Scintillate, scintillate, globule vivific,
How do I ponder thy nature specific,
Poised up above in the ether capacious,
Closely resembling a gem carbonaceous.
As a child I always heard "ether capacious" as one word, and had a vague but wonderful sense of the "ethakapacious" as a sort of expansive, magical, spacious realm up there somewhere. It was something of a let-down when I realised what was actually meant, although in fact "ether capacious" has its own slightly dignified and Victorian sense of enchantment. It almost certainly contains steampunky skyships.

In other news, NPR are streaming the entirety of the new Arcade Fire album. It's luvverly. Large chunks of it sound like someone else entirely, or possibly someone else entirely pretending to be Arcade Fire.

I also forgot to mention that my latest Microfic is up. They incautiously gave me a fairy-tale topic. Oh, deary, deary me. I suspect it'll only fully make sense to anyone who's read as many "Sleeping Beauty" variants as I have (the Arabian Nights one is my favourite, the girl actually gets a say), but hopefully it will be enjoyable, in a slightly pretentious feminist postmodern way, nonetheless.

Date: Tuesday, 3 August 2010 03:01 pm (UTC)
From: [identity profile] herne-kzn.livejournal.com
Nay, nay. 'Tis, "fain would I fathom thy nature specific."
I had a very similar response to ether capacious, further confirming my dark suspicions about our youthful minds.

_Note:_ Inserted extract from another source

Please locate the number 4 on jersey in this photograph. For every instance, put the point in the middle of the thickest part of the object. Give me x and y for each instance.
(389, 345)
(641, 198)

Date: Tuesday, 3 August 2010 03:24 pm (UTC)
From: [identity profile] extemporanea.livejournal.com
Hey! no dissing of my memories! that's the version I recollect. Although "fain" is a lovely word that isn't used nearly often enough.

Did your family also have a tradition of "gladly the cross-eyed bear"? Because if so, I'm almost certainly your Super Sekrit Aunt.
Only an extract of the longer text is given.